Der Tod von John Gregory Dunne - Schriftsteller wie Joan Didion selbst - fällt in eine ohnehin sehr schwere Phase in ihrem Leben: Sie und ihr Mann sind gerade vom Krankenhaus Beth Israel North in New York, wo ihre einzige Tochter Quintana im Koma liegt, nach Hause gekommen, als ein Herzinfarkt Dunne niederstreckt. Er ist sofort tot
Quintana kommt zwar nach einiger Zeit wieder zu sich, gerät aber Ende März 2004 erneut in Lebensgefahr, als sie nach einer Hirnblutung erneut ins Koma fällt.
Joan Didion beschreibt ihr Handeln in diesem so schwierigen Jahr, sie beschreibt, wie sie sich nicht von ihrem Mann zu lösen vermag. Das "magische Denken" bezieht sich dabei auf rituelle Handlungen: Wenn sie dies oder jenes tut oder unterlässt (z.B. seine Kleider weggeben), getan oder unterlassen hätte - vielleicht würde John zurückkehren. Denn das Schlimme an einem so plötzlichen Tod ist sein vollkommen unvermittelter Einbruch in das alltägliche Einerlei, das aber nach ihm selbstverständlich nicht wiederkehrt.

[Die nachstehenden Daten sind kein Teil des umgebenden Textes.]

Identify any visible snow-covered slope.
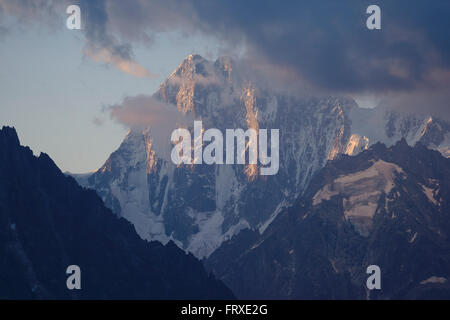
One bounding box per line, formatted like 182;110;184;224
76;55;450;257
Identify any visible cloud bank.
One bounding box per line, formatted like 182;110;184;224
0;0;450;118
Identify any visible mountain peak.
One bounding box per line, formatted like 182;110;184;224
0;126;20;146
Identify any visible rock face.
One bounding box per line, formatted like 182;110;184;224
206;140;450;299
79;55;450;258
0;127;233;299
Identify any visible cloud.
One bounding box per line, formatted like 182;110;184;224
106;95;194;159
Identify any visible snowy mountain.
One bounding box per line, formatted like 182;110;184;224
75;55;450;258
0;127;233;299
205;140;450;299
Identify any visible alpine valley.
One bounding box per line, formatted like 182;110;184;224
0;127;233;299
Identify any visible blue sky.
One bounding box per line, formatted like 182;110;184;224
0;0;450;173
0;15;221;173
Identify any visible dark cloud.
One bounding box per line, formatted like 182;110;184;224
0;0;450;114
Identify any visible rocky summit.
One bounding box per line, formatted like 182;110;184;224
206;139;450;299
75;55;450;258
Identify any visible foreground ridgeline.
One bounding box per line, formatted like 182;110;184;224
206;140;450;299
0;127;233;299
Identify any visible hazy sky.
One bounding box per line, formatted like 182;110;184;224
0;0;450;172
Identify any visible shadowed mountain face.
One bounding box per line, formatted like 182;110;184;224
78;55;450;258
206;140;450;299
0;127;233;299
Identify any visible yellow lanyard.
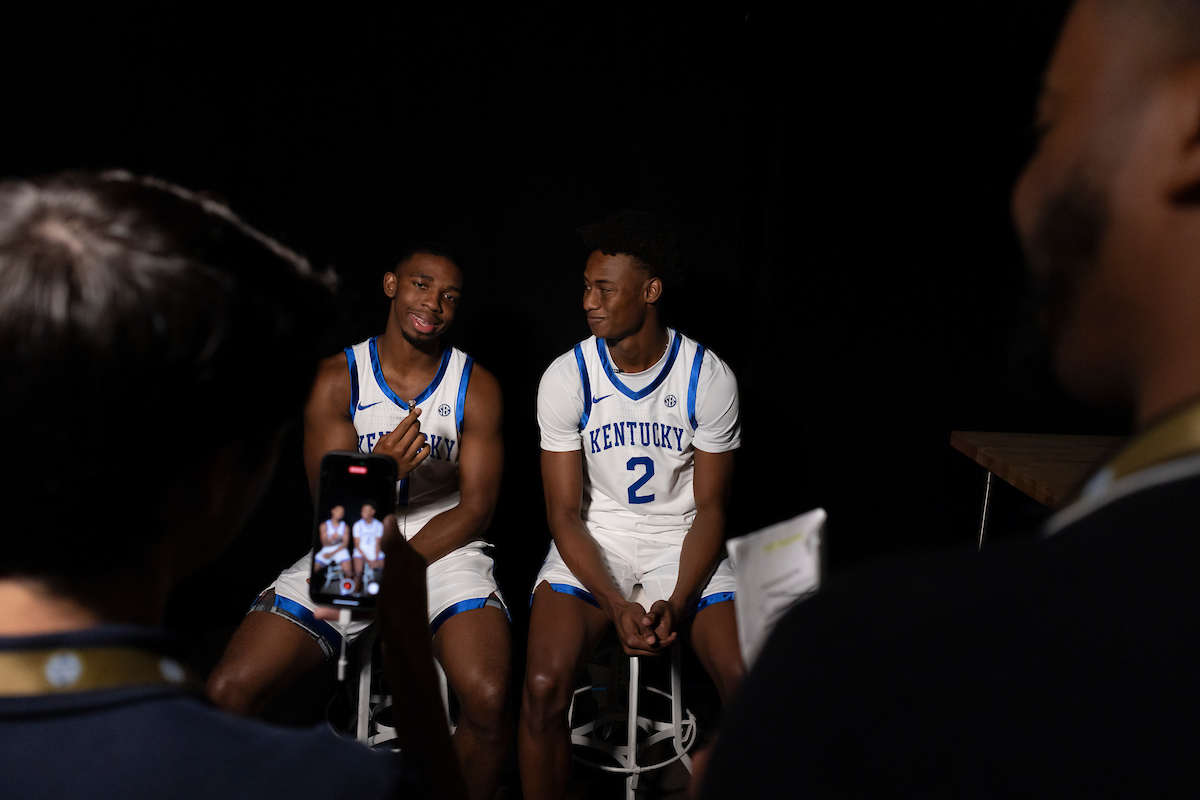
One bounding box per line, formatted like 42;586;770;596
0;646;200;697
1080;401;1200;497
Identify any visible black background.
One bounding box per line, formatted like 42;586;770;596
0;1;1124;671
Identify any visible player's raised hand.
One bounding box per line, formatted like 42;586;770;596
642;600;678;649
613;603;674;656
372;407;430;477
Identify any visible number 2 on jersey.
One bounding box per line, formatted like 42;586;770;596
625;456;654;505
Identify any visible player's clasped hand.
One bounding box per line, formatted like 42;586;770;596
372;407;430;477
613;601;676;656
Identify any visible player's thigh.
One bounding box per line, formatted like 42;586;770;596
209;599;325;703
526;582;610;690
686;600;745;690
433;606;512;714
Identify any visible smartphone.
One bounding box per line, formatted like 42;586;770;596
308;450;396;608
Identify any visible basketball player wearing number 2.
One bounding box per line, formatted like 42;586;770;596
518;211;744;800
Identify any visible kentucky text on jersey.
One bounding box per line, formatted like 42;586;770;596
587;421;684;453
359;431;458;461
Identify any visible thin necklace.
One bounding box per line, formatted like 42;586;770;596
612;330;671;375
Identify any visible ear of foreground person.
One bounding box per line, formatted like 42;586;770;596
701;0;1200;798
0;173;462;800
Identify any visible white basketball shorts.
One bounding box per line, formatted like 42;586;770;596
533;530;737;614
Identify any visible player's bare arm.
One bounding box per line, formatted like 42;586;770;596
409;363;504;563
304;353;430;499
541;450;674;655
642;450;733;643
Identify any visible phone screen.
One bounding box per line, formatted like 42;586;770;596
308;451;396;608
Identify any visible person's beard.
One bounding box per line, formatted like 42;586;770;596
1004;170;1126;422
1026;170;1110;347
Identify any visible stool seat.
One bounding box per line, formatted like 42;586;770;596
343;625;455;748
566;609;698;800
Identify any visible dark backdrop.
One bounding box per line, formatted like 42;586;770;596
0;0;1124;657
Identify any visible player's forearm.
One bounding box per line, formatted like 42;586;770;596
667;509;725;615
550;515;628;619
408;503;492;564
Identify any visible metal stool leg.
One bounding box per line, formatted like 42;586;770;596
343;625;377;742
625;656;642;800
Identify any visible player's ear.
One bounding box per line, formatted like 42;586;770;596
643;278;662;302
1166;65;1200;205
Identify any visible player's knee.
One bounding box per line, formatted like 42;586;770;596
522;667;572;718
456;675;509;732
714;652;746;705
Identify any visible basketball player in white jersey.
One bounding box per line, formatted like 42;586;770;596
354;503;383;570
209;249;510;798
518;211;744;800
312;506;354;587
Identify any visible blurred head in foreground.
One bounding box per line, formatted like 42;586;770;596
0;173;331;594
1013;0;1200;423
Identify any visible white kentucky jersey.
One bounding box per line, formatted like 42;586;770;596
346;337;474;539
538;329;742;541
322;517;346;546
354;519;383;561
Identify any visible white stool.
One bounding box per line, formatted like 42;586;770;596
566;587;697;800
354;625;455;747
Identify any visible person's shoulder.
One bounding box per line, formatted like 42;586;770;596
49;696;397;800
672;329;733;375
542;336;596;380
313;350;350;397
467;361;502;402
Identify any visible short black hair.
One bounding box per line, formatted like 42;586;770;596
391;241;467;277
0;172;334;581
1105;0;1200;68
578;209;685;287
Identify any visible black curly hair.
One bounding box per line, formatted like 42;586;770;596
578;209;684;288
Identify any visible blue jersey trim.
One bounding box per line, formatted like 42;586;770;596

Eine nicht geringe Rolle spielt in Didions Essay auch die Reflexion über das Selbstmitleid, das sie bei sich feststellt und zu dem sie sich sehr ambivalent positioniert: Einerseits verweist sie darauf mit wieviel Herablassung sie etwa auf die Publikation von Leftover Life to Kill von Caitlin Thomas - der Witwe von Dylan Thomas - reagiert hat, als es 1957 publiziert wurde, andererseits räumt sie ein, dass es Verluste gibt, die einen mit der ganzen Wucht der Sinnlosigkeit des Lebens konfrontieren.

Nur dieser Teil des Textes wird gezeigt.